Impact | Definition |
---|---|
Expensive / Widespread | The incident is a complete black-out of the Service, or a major part of the service. |
Significant / Large | The Service is mostly working, but with reduced performance and reliability. |
Moderate / Limited | An important part of the Service is not working, or working unreliably. |
Minor / Localised | A minor part of the Service is not working or performing as it should. |
Once Urgency and Impact are established the priority of the issue will be set according to the following matrix. This is a table that should be in the service license agreement.
URGENCY → | Highest | High | Medium | Low | Lowest |
---|---|---|---|---|---|
IMPACT ↓ |
|
|
|
|
|
Extensive / Widespread | Higest priority | High priority | Medium priority | Low priority | Lowest priority |
Significant / Large | Highest priority | High priority | Medium priority | Low priority | Lowest priority |
Moderate / Limited | Medium priority | Medium priority | Low priority | Lowest priority | Lowest priority |
Minor / Localized | Low priority | Low priority | Lowest priority | Lowest priority | Lowest priority |
The priority of the incident concludes how fast the incident should be concluded. Usually incidents of priority medium or lower will be change to problem reports and managed in line of business.

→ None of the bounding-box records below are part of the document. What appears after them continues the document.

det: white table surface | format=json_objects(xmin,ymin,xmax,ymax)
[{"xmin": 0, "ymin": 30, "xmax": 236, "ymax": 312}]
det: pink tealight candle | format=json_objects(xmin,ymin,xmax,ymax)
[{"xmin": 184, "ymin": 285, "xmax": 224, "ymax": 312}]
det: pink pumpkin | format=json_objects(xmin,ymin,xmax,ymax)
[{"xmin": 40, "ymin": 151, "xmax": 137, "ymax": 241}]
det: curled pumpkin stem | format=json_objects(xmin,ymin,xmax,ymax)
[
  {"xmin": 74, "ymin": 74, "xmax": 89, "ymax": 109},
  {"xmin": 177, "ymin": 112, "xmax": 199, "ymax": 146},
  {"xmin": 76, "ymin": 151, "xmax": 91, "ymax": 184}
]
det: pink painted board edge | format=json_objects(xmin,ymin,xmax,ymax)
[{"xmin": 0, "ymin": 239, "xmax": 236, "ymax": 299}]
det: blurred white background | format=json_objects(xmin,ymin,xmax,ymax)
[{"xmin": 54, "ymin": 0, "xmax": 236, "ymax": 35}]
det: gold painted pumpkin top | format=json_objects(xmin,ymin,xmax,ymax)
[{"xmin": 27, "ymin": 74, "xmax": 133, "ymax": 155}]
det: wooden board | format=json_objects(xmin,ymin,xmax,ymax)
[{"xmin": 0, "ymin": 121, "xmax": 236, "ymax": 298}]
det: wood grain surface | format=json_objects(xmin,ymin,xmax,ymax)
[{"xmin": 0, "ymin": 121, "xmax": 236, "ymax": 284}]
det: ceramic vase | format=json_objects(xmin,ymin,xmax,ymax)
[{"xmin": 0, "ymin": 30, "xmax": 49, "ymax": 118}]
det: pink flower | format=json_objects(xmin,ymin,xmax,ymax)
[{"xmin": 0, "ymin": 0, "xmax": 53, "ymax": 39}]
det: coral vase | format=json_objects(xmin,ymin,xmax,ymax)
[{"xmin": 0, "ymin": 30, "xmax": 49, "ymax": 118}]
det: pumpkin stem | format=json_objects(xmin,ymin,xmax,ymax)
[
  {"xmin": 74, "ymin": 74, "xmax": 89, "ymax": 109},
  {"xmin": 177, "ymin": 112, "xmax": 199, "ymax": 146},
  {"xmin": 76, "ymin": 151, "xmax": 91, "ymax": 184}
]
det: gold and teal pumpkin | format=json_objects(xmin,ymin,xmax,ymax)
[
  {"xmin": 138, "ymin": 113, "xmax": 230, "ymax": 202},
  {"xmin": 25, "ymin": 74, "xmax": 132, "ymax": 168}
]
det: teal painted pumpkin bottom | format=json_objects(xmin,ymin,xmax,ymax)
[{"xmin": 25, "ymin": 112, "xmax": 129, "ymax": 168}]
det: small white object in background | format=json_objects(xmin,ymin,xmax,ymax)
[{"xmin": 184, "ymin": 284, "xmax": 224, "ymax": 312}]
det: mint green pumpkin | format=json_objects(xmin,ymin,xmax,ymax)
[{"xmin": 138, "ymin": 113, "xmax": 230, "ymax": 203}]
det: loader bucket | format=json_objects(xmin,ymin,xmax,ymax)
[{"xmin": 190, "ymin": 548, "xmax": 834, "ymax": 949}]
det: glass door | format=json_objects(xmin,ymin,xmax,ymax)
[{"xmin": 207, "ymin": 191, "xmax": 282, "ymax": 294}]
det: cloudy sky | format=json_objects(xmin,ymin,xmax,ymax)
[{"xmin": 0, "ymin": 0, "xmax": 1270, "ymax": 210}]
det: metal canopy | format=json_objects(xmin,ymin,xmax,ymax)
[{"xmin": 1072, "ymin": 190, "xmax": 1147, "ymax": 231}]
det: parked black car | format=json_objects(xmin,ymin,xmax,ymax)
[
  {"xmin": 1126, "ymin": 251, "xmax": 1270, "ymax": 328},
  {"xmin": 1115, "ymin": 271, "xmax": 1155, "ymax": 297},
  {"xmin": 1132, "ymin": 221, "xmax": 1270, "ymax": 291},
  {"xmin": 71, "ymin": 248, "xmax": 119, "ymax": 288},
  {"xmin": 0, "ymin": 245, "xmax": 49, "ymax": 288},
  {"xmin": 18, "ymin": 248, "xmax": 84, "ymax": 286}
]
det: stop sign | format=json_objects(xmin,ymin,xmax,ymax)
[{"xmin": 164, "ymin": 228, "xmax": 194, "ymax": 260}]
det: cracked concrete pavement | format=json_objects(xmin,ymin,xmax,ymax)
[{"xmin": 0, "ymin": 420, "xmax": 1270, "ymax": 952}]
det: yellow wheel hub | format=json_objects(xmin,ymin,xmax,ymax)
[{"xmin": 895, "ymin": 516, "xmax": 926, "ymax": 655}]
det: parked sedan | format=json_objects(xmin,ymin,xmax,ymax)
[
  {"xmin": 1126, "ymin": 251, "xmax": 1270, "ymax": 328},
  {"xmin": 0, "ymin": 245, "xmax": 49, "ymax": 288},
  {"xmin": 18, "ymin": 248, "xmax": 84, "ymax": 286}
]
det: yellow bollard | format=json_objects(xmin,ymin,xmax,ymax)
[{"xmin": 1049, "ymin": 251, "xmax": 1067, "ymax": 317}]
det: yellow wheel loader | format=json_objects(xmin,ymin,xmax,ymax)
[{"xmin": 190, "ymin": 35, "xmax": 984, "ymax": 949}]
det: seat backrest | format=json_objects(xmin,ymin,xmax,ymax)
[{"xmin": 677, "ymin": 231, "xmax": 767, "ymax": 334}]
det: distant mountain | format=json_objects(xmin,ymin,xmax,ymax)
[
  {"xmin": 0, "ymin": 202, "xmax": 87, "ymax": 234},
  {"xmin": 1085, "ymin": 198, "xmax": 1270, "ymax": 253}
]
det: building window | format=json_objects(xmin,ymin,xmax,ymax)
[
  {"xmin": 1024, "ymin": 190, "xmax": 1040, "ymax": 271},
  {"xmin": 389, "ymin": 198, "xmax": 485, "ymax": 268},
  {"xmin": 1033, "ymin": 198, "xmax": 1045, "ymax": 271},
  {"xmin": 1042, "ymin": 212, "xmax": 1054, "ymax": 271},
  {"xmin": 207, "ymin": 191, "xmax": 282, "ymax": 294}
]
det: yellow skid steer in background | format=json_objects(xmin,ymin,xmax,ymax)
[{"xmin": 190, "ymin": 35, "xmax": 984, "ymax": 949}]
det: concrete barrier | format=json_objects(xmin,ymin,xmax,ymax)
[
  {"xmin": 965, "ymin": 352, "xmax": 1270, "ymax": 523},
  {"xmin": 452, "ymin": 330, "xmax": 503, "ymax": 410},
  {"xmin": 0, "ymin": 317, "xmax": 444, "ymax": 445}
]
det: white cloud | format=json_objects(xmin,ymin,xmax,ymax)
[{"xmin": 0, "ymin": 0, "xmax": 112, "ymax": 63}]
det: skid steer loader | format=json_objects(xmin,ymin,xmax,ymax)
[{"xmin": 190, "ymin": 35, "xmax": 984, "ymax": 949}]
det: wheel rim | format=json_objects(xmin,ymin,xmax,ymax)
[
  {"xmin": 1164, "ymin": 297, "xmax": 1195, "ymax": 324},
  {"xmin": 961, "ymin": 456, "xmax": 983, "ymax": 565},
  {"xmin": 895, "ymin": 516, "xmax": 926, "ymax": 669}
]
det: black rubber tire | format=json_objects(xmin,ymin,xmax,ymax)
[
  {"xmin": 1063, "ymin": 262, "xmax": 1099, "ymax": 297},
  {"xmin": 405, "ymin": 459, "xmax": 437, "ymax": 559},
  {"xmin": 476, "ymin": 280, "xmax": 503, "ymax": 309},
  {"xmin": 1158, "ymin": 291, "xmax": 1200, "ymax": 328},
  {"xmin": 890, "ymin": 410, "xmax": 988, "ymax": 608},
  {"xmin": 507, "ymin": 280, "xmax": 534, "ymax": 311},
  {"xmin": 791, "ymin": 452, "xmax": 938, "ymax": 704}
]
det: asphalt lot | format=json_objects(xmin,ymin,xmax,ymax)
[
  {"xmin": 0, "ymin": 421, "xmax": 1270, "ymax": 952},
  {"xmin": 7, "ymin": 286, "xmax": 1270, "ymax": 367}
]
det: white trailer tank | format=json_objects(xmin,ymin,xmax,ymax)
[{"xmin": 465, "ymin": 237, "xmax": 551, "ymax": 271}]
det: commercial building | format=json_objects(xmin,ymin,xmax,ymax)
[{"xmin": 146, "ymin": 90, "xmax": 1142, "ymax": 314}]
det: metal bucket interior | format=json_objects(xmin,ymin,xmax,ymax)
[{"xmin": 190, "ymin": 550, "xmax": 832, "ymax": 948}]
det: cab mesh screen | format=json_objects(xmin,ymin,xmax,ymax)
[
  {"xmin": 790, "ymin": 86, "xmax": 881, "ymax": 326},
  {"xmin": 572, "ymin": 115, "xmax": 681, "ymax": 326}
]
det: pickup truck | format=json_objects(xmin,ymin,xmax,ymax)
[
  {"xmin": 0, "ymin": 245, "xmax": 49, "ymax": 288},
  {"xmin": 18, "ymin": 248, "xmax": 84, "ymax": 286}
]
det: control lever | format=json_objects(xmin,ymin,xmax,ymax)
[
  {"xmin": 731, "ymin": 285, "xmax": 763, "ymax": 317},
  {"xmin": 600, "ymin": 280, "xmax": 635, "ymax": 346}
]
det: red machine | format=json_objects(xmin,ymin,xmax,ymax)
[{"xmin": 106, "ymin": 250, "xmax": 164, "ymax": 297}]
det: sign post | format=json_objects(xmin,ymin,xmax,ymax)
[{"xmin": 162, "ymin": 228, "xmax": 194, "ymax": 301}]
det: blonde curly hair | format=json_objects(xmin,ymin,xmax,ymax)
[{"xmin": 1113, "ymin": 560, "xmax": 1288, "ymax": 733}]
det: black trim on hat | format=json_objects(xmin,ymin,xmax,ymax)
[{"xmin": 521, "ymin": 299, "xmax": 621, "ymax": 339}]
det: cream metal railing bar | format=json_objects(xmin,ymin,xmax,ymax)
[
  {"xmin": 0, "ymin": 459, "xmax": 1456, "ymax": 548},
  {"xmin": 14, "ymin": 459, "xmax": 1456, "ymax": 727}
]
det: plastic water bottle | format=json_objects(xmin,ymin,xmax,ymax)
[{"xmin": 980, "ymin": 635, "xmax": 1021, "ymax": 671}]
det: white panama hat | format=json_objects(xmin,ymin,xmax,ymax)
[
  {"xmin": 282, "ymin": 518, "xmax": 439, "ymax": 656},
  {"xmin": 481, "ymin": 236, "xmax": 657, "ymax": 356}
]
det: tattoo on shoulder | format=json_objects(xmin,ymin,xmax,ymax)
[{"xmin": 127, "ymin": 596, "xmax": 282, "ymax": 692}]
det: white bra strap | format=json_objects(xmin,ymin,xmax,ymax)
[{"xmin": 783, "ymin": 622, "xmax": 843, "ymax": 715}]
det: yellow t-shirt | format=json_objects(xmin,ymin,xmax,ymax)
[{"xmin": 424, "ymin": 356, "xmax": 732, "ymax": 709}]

Key Performance Indicators
Time lapsed in Waiting
Time lapsed to Completed
Proportion of Resolved Issues
Time in Working
The Workflow
The Incident Response Workflow focuses on simplicity while maintaining ha high amount of flow.
These are the statuses
Status | Description | Transitions |
---|---|---|
Registered | Issue has been created by reporter. | Triage |
Open | Issue has been triaged and is waiting to be handled. | Start, Close |
In Progress | A technician is using the Playbook to try to resolve the issue. | Hotfix, Resolve |
Implementing | A hot fix is in implementation. | Resolve |
Resolved | The issue has been resolved. |
|
Closed | The issue has been closed. |
|
These are the transitions
Transition | Description | Fields |
---|---|---|
Triage | Verify that the issue has required information and a clear description. Verify that the issue doesn’t belong to another workflow. Urgency and Impact are established. | Title, Description, Urgency, Impact |
Start | Priority of the incident deems that it mush be managed right away. An incident manager is assigned to the incident, a digital war room is initiated. | Incident Manager, War Room, Priority |
Hotfix | The issue cannot be solved by the scenarios in the playbook. An hot fix must be applied. | Backlog Issue ID |
Resolve | The issue is solved. A resolution is posted back to the reporter, and fix version if the issue resolution required development. | Resolution, Fix Version |
Close | The issue is being closed. The reasons posted back to the reporter. | Reason |
An incident should always be followed by a post mortem and implementation of improvements, to reduce the number of incidents in the future, but that is outside the scope of the incident response workflow.